Episode 20 - feedback and discussion (1 reply and 1 comment)
Thank you all for another interesting episode.
In respect to talking about what to call a tea practitioner who has students but doesn't want to use terms like "master" or "sensei." There has been an enlightening conversation on the listserv called Premodern Japanese Studies that began as how to translate "Tennō" in the context of a woman (to say emperor or empress?) that turned into what the Japanese sovereign has been called over the centuries in Japan, and then if there is an appropriate English term. Translation always involves nuances that may not exist in the original language but then get added in the second language with the pre-existing cultural baggage.

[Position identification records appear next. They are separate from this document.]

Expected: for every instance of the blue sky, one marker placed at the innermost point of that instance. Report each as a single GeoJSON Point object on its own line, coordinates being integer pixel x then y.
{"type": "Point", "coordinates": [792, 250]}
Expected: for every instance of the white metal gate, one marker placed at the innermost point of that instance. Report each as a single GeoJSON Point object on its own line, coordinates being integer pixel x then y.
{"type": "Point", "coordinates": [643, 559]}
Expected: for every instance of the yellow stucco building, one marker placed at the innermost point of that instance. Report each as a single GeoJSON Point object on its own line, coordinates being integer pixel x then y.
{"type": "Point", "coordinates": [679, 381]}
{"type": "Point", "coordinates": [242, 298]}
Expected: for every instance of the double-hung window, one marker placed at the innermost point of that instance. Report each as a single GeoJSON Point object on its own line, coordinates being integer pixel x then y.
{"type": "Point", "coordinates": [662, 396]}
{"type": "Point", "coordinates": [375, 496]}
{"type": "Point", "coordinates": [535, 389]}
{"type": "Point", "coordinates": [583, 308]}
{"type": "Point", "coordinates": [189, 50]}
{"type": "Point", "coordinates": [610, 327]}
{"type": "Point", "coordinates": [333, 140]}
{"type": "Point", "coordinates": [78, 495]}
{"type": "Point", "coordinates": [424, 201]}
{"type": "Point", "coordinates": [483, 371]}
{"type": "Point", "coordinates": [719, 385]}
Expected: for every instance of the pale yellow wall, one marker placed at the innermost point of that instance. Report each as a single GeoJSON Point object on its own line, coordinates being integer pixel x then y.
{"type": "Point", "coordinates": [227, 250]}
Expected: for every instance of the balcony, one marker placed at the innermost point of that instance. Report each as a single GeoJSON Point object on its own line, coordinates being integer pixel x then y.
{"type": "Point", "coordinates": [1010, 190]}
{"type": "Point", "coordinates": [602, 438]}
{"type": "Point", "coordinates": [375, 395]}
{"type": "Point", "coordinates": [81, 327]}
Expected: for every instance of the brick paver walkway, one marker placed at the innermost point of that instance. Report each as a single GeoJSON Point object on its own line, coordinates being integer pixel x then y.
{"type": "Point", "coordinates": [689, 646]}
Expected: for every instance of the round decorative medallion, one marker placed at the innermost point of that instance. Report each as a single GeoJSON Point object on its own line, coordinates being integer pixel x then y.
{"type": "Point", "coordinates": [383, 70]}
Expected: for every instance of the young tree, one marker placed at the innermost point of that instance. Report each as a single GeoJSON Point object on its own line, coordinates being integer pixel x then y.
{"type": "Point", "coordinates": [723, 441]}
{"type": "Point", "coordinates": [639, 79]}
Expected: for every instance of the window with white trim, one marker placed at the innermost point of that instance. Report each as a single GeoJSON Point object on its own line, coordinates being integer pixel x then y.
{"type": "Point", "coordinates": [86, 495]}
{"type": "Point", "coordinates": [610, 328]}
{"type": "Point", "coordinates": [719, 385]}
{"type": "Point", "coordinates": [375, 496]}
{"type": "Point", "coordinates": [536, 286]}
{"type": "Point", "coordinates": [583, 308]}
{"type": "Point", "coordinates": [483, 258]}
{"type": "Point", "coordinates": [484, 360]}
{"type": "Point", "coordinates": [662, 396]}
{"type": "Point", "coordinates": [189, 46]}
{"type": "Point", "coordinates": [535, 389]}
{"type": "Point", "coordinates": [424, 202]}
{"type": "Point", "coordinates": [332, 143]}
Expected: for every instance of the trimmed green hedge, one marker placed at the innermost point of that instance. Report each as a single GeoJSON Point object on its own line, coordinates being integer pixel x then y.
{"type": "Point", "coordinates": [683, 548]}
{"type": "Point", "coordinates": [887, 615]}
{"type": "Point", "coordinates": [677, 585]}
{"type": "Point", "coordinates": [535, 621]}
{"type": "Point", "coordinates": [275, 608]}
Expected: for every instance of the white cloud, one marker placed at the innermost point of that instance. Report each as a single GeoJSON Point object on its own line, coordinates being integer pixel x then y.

From that tangent, my original thought took me to those plastic cards we get with our Urasenke kyojō. I don't know how other schools work it, but those cards have an English "rank," if you will (similar to martial arts). Would that be a more acceptable title? Examples on the Urasenke website here. "He is a 3rd-degree instructor in the Urasenke tradition of tea." The website does not have beyond Junkyōju (not that many people make it past that). Or, a more direct translation of the Japanese title. Junkyōju is normally translated as "assistant professor" in English. That could perhaps bring up associations with University affiliation, but might be another way of avoiding "master." "She has attained the rank of assistant professor within . . . " I also don't know how often Japanese people describe themselves as being Junkyōju or Sennin Kōshi etc.
Thank you again,
I do not care about the "assistant professor" translation, I feel the use of professor is not proper. In my mind professor is a very specific thing, and that the kyojo does not live up to my standards of what a professor is. So I would have been more happy if they chose a different translation. Is it a literal translation of the japanese word?
Well, it would appear that junkyōju has different English translations for American and British English. The American translation is "Associate Professor," the British is "Reader," according to the "Wisdom English-Japanese Japanese-English" dictionary that came with my computer. Kyōju would appear to be solidly "professor."